By: Amy Jin
Some 46,000 years ago, when the wooly mammoth still roamed the Earth, two roundworms got confined in the Siberian permafrost.
About four millenia later, the pair of worms defrosted and started to wiggle, proving that life could be paused almost forever.
This finding (published by PLOS Genetics) offers an understanding of how these nematodes (worms) can survive in extreme circumstances for a long amount of time.
In 2018, scientist Anastasia Shatilovich (from the Institute of Physicochemical and Biological Problems in Soil Science RAS in Russia) melted two female worms that were dug up inside a frozen burrow by gophers in the Arctic.
The worms were frozen and buried in approximately 130 feet of frozen ground. Later, however, scientists were able to revive the worms by placing them in water.
After the worms’ revival, the creatures were sent to Germany for further study. There, scientists reported that the worms had died in the lab after a few days and had reproduced several generations of worms in that short amount of time.
Through the use of radiocarbon dating, researchers determined that the worms had been frozen in the late Pleistocene (Ice Age) from about 45,839 to 47,769 years ago.
“No nematodes had been known to achieve such a dormant state for thousands of years at a time,” Teymuras Kurzchalia, a professor at the Max Planck Institute of Molecular Cell Biology and Genetics, proclaimed on Saturday.
The worms used a process called cryptobiosis to survive the extreme cold. Cryptobiosis is a state where life pauses but still lives on, and the researchers at the institute have been trying to understand this procedure and its impact on the worms.
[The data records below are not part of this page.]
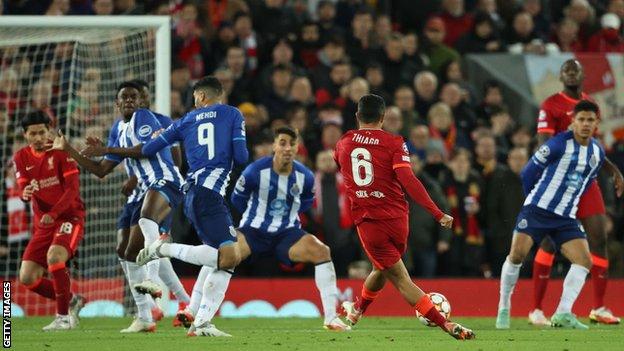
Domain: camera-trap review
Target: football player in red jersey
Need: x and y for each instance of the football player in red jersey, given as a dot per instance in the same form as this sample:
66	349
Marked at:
375	164
555	116
50	179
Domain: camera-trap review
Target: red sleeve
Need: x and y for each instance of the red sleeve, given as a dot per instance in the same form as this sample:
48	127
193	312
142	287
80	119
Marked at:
72	185
417	191
546	122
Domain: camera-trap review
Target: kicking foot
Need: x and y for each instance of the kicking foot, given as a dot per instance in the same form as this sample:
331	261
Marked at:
76	304
208	329
149	287
502	319
537	317
458	331
150	252
59	323
183	318
337	324
140	326
352	314
566	320
603	315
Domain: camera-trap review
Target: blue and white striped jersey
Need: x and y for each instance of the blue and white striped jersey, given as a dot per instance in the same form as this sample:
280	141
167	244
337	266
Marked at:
272	202
568	167
139	130
213	137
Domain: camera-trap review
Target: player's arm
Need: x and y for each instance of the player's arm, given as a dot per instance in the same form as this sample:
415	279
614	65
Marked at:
100	169
546	154
240	153
245	186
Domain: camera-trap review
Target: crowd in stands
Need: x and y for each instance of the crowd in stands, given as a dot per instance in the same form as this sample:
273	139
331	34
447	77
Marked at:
306	64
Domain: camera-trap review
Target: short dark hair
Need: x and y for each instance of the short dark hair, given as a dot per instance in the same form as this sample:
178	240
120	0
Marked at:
128	84
209	83
288	130
371	108
35	117
586	105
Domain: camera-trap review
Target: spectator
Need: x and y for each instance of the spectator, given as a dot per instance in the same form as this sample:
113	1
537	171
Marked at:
483	37
426	87
397	68
426	238
503	208
419	141
566	36
332	212
456	21
438	53
404	100
465	118
462	188
608	39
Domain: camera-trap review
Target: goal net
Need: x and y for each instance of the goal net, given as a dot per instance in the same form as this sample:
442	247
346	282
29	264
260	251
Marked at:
70	67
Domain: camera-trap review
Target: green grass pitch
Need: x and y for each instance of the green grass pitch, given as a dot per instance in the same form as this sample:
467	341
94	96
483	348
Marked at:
378	334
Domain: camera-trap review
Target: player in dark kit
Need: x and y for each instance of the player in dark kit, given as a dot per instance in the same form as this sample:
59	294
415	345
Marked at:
50	179
555	116
375	164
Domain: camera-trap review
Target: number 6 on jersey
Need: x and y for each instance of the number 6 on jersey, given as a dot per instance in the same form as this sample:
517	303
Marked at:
361	159
205	136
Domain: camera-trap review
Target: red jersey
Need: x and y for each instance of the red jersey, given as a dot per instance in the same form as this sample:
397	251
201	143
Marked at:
49	170
367	159
556	113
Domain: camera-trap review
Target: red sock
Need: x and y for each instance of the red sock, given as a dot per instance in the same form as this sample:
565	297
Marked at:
44	287
599	271
425	307
541	273
61	285
366	299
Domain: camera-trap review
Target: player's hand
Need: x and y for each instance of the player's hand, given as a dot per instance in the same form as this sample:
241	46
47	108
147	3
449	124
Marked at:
59	143
446	221
129	186
46	220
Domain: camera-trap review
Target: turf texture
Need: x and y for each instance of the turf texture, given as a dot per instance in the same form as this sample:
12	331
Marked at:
378	334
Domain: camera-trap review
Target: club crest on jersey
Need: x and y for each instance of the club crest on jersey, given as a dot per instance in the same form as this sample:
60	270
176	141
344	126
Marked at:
523	224
593	161
295	191
145	131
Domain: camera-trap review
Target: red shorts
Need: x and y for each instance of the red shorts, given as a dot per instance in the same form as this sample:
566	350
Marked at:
384	241
591	202
66	233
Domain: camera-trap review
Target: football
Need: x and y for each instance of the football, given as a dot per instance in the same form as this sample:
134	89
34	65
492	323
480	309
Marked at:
441	304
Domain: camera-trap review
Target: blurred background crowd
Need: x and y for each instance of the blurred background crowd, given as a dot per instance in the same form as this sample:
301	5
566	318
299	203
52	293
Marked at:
306	64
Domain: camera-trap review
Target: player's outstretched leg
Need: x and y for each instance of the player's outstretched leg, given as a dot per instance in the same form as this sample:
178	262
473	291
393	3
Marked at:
398	276
370	289
542	266
520	246
577	251
595	227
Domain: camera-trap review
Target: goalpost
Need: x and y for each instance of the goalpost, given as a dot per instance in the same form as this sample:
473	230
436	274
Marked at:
70	67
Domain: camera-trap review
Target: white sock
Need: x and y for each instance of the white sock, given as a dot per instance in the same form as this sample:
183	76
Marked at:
171	280
212	296
572	285
198	287
325	278
136	274
509	278
201	255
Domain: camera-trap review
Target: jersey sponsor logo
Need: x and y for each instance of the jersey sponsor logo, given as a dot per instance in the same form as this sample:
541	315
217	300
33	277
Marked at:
278	207
523	224
295	191
145	131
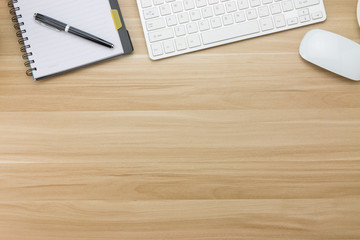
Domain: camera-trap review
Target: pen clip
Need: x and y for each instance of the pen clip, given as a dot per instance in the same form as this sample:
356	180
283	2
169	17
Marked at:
45	25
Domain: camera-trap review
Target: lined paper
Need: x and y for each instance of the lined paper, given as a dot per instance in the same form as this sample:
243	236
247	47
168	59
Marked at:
55	52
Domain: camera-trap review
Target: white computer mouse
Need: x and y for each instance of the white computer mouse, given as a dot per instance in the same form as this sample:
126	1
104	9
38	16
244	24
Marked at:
332	52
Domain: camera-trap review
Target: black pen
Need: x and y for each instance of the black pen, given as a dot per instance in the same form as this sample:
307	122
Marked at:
60	26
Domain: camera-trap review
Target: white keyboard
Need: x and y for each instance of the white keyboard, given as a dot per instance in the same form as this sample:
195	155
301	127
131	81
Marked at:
174	27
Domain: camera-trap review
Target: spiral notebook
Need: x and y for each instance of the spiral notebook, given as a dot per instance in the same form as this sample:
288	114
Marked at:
49	52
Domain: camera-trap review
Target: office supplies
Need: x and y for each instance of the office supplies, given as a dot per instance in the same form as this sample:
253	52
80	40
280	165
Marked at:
358	12
174	27
332	52
49	53
60	26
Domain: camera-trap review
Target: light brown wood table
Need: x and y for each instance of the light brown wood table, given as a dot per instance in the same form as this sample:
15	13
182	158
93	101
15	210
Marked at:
243	141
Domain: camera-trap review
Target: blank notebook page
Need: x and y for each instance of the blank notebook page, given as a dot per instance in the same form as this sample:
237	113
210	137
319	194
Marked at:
55	52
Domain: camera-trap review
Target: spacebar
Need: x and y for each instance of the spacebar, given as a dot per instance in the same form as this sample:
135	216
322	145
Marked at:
237	30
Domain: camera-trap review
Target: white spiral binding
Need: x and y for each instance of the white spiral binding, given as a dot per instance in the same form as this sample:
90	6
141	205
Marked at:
21	34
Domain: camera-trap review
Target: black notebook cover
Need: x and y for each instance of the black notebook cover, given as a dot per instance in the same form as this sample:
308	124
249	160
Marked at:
120	26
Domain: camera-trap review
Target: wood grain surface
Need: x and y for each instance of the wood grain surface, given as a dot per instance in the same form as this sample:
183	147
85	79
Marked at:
243	141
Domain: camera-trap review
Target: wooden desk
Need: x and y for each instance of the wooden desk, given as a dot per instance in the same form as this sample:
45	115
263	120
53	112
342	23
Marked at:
244	141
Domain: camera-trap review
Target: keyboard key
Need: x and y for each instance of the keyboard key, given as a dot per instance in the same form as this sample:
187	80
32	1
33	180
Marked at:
305	3
158	2
195	15
275	8
180	44
230	6
211	2
263	11
171	20
316	15
267	1
207	12
157	49
165	10
155	24
200	3
279	21
177	7
304	11
189	4
192	28
228	20
204	25
194	40
251	14
287	6
292	21
151	13
266	24
243	4
219	9
161	35
233	31
146	3
255	3
180	30
183	17
239	17
169	46
215	22
304	18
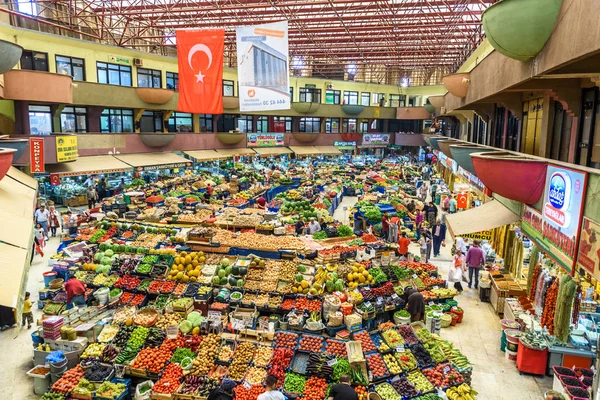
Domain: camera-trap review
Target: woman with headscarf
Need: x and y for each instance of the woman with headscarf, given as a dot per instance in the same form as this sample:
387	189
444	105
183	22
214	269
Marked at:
415	304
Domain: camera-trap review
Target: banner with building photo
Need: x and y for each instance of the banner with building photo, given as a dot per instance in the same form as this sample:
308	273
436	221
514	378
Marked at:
263	67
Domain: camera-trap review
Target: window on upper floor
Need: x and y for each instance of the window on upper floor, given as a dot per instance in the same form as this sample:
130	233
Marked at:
310	95
332	96
149	78
116	121
73	119
34	60
173	81
113	74
365	99
350	97
228	88
71	66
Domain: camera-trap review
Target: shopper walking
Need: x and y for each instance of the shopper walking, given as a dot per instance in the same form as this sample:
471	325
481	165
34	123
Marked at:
92	197
439	236
475	260
54	220
41	217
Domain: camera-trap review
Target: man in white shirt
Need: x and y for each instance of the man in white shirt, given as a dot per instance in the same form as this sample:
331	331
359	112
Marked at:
41	217
313	227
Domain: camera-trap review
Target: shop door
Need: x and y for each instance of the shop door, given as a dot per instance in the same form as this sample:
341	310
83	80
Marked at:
533	128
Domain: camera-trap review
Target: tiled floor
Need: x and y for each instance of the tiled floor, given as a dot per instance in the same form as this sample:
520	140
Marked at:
478	337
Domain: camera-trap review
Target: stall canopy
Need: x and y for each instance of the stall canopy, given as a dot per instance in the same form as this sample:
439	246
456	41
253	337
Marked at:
17	205
154	161
89	166
488	216
203	155
305	150
242	151
272	151
328	150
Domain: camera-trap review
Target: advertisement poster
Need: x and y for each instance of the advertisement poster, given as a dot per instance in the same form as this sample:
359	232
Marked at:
376	139
264	139
263	72
36	155
66	148
556	229
589	248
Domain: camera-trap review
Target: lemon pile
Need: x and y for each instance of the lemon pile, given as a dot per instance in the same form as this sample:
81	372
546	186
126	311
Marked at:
187	267
359	276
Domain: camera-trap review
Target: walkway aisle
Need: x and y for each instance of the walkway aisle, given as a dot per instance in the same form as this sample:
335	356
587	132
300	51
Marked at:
478	337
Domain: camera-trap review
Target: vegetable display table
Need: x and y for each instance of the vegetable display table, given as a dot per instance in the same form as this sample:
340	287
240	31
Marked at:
530	360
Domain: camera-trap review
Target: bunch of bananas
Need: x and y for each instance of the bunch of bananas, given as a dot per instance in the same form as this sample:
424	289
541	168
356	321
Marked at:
462	392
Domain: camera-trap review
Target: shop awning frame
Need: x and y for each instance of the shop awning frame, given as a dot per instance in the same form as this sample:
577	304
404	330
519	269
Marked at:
89	165
490	215
154	161
272	151
241	151
204	155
Researchers have identified certain DNA segments in the worms that help them go into a dormant state. It contains the same genes as Caenorhabditis elegans (the roundworm), a creature that can also achieve cryptobiosis.
From this study, they also learned that the nematodes could not survive without certain resources. Dr. Kurzchalia states, “This led us, for instance, to understand that they cannot survive without a specific sugar called trehalose.”
Although there are no “clear practical applications for a deep understanding of cryptobiosis,” Dr. Kurzchalia wants to continue the research.
He says that the discovery of semiconductors took a long time to provide a use, but when it did, it was extraordinary. “That’s the interest of science…You end somewhere you didn’t presume.”